Officers nostalgic as Crown Vic era ends
Published 5:00 am Wednesday, August 14, 2013
SPOKANE, Wash. — The greatest muscle car that ever wore a uniform is now racing toward retirement. After more than a decade as the most widely used law enforcement vehicle in the nation, the Ford Crown Victoria Interceptor — the Vic, as it has become known — went out of production in 2011.
And this summer, through whatever mysterious karma shapes the police universe, Trooper Randy Elkins was assigned to be the driver and keeper of the last Vic purchased by the Washington State Patrol. “It’s kind of the end of an era,” Elkins said from behind the wheel of Unit 606 on a recent morning during rush-hour patrol here in Eastern Washington, near the Idaho border. “My goal is to keep it to the end, right to the last mile.”
Law enforcement is a practical, left-brain business of protocol and procedure. But a discussion of the Vic brings out a romantic side. The traditions and symbols of life behind the badge become intertwined with its tools. Two tons of rear-wheel drive and a V-8 engine up front made for a machine that could feel safe at any speed, a reliable nonhuman partner when things got crazy.
“That was a big part of it,” said Lt. Dan McCollum, the fleet manager with the Kansas Highway Patrol. “If you had any severe crash or a hairy situation with a Crown Vic, you could become real attached to it when it performed well and either saved your life or protected you from great bodily harm.”
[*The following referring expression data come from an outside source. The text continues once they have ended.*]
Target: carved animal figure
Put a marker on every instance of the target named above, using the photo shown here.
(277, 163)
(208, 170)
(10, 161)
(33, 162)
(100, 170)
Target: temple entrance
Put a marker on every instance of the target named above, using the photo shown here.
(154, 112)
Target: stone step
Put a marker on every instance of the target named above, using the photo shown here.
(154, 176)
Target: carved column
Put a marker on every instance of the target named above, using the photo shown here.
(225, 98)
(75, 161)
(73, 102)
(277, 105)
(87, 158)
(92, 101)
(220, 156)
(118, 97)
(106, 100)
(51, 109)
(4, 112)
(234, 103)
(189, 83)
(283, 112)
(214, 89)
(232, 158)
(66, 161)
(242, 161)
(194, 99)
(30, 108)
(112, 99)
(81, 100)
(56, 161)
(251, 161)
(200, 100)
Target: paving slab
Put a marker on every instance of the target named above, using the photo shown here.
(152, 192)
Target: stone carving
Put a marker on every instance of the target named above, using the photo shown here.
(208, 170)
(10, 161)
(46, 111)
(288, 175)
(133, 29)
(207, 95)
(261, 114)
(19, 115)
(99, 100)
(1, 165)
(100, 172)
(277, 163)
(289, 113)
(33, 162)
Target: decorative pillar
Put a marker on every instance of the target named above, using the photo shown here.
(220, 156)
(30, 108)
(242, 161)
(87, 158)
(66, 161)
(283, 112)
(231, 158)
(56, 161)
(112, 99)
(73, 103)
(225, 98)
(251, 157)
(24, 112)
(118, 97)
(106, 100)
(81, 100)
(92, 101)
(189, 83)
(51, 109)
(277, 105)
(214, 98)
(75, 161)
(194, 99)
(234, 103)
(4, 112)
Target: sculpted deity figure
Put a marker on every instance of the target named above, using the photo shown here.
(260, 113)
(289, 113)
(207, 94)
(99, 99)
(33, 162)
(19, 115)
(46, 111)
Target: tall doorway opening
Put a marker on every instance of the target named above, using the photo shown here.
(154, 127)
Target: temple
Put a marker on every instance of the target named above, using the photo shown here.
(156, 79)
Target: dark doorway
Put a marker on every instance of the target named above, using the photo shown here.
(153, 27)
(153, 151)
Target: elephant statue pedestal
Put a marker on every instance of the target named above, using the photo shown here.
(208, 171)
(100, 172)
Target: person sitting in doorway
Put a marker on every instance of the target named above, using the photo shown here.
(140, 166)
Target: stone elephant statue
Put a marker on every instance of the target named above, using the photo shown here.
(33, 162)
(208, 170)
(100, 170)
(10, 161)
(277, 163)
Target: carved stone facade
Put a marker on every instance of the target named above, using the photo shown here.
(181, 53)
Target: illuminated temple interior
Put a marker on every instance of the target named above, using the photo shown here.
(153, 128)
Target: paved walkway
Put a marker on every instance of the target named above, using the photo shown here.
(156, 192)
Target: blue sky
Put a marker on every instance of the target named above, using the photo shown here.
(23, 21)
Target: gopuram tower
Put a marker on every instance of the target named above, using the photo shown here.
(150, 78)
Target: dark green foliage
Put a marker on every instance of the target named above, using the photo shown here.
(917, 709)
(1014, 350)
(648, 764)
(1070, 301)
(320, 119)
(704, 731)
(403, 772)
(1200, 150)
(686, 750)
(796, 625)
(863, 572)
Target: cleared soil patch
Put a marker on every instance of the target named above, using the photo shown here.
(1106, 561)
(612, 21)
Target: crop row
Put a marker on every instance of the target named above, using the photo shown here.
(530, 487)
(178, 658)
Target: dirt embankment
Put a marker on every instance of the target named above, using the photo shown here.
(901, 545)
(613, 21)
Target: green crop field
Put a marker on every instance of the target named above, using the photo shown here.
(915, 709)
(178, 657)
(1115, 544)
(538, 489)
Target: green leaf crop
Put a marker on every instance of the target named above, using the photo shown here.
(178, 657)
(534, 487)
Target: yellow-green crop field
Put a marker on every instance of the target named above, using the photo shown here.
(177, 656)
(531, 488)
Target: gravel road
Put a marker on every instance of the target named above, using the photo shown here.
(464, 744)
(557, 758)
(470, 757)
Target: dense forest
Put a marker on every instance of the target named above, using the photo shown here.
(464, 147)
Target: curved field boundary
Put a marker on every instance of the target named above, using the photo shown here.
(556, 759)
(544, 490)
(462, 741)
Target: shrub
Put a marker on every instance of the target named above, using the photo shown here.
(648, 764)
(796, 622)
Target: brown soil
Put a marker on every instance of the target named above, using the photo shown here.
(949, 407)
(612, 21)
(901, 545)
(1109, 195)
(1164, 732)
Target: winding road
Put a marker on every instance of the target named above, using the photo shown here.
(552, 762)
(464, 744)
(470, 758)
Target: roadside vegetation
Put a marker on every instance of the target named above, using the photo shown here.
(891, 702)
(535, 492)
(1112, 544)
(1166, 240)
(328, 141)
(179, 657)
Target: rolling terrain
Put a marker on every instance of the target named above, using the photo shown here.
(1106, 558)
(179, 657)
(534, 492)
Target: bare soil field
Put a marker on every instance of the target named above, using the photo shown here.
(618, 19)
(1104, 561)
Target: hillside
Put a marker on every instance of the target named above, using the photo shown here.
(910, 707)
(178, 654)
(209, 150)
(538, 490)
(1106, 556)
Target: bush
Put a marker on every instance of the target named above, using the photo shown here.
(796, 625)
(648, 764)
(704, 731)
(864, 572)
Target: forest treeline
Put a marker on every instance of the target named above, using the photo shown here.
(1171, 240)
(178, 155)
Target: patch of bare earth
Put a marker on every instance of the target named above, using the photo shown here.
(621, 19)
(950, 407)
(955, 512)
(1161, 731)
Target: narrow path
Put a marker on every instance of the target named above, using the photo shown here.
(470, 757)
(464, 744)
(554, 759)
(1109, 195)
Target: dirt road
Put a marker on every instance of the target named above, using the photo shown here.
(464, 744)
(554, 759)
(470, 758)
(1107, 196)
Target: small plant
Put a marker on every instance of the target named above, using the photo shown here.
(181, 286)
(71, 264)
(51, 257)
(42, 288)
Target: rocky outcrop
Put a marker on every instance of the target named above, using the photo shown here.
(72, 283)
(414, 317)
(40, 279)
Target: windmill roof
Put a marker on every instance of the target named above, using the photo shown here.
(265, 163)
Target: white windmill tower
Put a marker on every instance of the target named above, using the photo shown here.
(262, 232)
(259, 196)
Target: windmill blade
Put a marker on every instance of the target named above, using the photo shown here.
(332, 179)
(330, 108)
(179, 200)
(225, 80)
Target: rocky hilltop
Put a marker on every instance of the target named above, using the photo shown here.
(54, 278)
There have been other flings. In the mid-1960s, the Plymouth Belvedere became an iconic police vehicle, stamped into the popular culture by television shows like Adam-12, where the whole world, at least in early episodes, was seen from behind the windshield of one. Joe Friday and Bill Gannon of Dragnet fame cruised in a Ford Fairlane.
For Elkins, part of the Vic’s appeal is its sheer size, which is one reason, in the era of constricted government budgets, that the Vic’s reign came to an end. Compared with lighter and more fuel-efficient newer designs — notably the Chevrolet Caprice, which the Washington State Patrol is now buying — the Vic increasingly seemed like a relic.
What you got in return for 13 or so miles per gallon, though, was leg room, important for a 6-foot-4 officer like Elkins, and ample space to serve as a rolling locker room of police equipment.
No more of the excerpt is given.